E invece evidentemente, dopo quindici anni di schermi fotografati e mandati in giro in modo più o meno innocuo, c’è ancora chi non tiene conto che tutto è inoltrabile. E che a noialtri umani piace tantissimo farci i fatti altrui, e quindi sappiamo che non è etico fare ricettazione delle conversazioni che Corona chissà come s’è procurato, lo sappiamo ma mica resistiamo: ci piace farci i fatti altrui quando gli altri sono Carlotta Vagnoli, figuriamoci quando sono Alfonso Signorini.
Chissà se questa storia sarà almeno pedagogica, e se un domani qualche uomo arrapato si tratterrà dal mandare in giro foto del contenuto delle sue mutande o descrizioni dettagliate dei suoi gusti sessuali, tenendo finalmente conto che ormai nessuna conversazione resta circoscritta alle persone che alla conversazione partecipano.
Intanto, a gennaio Canale 5 ha in palinsesto “A testa alta”, in cui Sabrina Ferilli è un avvocato la cui reputazione viene rovinata da un amante che ne rende pubbliche alcune immagini sessuali. Già me li vedo, i saperlalunghisti, dire che è il modo in cui l’azienda per cui lavora Signorini tenta di contenere i danni: vogliono convincerci che Alfonso, come la protagonista di “A testa alta”, non sia una poco di buono ma un’innocente tradita dagli amori sbagliati.

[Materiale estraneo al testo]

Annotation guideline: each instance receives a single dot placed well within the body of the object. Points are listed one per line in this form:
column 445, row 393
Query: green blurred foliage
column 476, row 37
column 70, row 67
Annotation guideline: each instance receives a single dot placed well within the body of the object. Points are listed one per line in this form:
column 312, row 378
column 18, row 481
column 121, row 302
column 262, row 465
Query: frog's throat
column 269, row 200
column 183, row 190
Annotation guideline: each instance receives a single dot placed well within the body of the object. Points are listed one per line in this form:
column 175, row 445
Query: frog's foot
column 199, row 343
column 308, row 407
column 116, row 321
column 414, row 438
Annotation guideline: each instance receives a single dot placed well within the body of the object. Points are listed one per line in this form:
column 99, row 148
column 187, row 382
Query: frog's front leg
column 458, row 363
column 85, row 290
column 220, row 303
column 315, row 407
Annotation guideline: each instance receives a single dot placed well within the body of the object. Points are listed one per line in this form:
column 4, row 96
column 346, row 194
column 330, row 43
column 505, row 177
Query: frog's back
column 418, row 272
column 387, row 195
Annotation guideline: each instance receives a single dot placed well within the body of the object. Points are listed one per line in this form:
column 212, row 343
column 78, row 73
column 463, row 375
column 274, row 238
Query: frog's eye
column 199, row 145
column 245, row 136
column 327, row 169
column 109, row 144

Sospetto però che il revenge porn della Ferilli nella finzione sarà assai più blando dei dettagli delle conversazioni riportate da Fabrizio Corona, il cui lessico e le cui immagini nessuno si azzarderebbe a mandare in prima serata. Al massimo li sciorini in una sauna di Porta Venezia, quei particolari che noialtri moralisti non vogliamo sentire.

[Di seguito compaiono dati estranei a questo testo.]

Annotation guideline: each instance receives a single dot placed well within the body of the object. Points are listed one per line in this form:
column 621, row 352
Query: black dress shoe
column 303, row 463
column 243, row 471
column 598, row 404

Se chiedete a me, prevedo un ritorno in gran spolvero delle saune: posti che, con tutto quel vapore che rende impossibile filmare e fotografare e messaggiare, ti tutelano dalla tua autolesionista disposizione a lasciare in giro prove. Mi dispiace per voi, che vi siete persi il mondo com’era e la carta termica, ma non tutto è perduto: il futuro reputazionale è della generazione bagno turco.